Tout au long de sa carrière, Louis de Funès n’a cessé de remplir un gros cahier de gags. Beaucoup lui ont servi. Il en reste beaucoup d’autres. Il saura nous les montrer. En attendant, ce soir, nous allons le voir dans « Faites sauter la banque », un titre qui ne pouvait pas faire peur à cet « homme-orchestre ».

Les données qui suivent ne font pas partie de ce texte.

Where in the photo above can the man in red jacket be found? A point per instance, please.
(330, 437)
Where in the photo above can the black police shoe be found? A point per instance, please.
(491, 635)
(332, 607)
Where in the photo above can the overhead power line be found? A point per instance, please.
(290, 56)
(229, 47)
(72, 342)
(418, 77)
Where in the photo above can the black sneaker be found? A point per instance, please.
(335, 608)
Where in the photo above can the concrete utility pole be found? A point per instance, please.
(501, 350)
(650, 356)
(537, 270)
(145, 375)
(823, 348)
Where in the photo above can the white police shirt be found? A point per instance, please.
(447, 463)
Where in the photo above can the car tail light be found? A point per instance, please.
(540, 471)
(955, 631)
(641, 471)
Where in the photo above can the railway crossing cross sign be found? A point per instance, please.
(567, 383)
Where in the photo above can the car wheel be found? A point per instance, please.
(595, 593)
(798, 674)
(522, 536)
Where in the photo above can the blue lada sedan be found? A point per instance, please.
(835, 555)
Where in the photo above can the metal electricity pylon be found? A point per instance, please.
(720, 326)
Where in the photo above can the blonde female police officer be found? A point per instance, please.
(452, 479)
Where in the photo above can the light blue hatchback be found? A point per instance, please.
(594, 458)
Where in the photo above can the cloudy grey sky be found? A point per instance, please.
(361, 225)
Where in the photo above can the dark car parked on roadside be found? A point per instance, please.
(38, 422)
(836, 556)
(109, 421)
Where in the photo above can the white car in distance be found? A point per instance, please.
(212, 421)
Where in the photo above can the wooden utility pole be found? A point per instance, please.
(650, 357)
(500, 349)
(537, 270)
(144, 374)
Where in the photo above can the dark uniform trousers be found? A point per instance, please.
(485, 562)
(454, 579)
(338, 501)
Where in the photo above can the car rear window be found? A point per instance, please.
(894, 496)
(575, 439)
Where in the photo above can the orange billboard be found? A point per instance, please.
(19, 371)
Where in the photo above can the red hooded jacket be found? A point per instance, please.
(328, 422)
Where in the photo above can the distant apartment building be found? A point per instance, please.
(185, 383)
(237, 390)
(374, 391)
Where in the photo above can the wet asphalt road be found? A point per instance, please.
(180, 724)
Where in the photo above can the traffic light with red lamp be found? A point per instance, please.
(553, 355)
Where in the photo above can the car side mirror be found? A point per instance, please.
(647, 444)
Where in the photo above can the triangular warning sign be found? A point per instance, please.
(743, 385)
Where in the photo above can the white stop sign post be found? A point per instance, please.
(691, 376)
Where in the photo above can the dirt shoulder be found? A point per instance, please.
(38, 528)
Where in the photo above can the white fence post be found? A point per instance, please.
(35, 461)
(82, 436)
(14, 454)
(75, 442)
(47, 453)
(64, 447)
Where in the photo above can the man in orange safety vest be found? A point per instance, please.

« Ma femme teste mes gags »
Louis de Funès de Gallarza, descendant d’une vieille et noble famille andalouse et que ses amis ont longtemps nommé « Fufu », a tâté de la peinture, de la décoration, de la photographie et même de la fourrure, avant de se consacrer au théâtre, qui reste, pour lui, la grande école. Ce qui le gêne au cinéma, c’est l’absence de public qui permet à l’acteur comique de contrôler ses effets. « Les grands du muet travaillaient au milieu des gens. Aujourd’hui, le parlant oblige au silence. C’est contraire à l’art comique. » C’est pourquoi de Funès, toujours inquiet, fait confiance à sa femme : c’est sur elle qu’il teste tous ses gags. Ils se connaissent assez pour deviner la moindre réticence. Sa vraie carrière a commencé dans les années cinquante. Au théâtre, où il avait joué beaucoup de pièces, notamment « Au petit bonheur », de Marc-Gilbert Sauvajon, et « Ornifle » d’Anouilh, il prit son vrai départ avec Robert Dhéry en 1951, avec « Ah ! Les Belles Bacchantes ! », « La Grosse Valse ». Après quoi, il repris, dans « Oscar », le rôle de Pierre Mondy, et remporta un succès qui se renouvela pendant sept cents représentations. Le cinéma et la revue ne devaient pas l’oublier plus longtemps, mais le cinéma l’emporta et en fit l’une de ses plus grandes vedettes.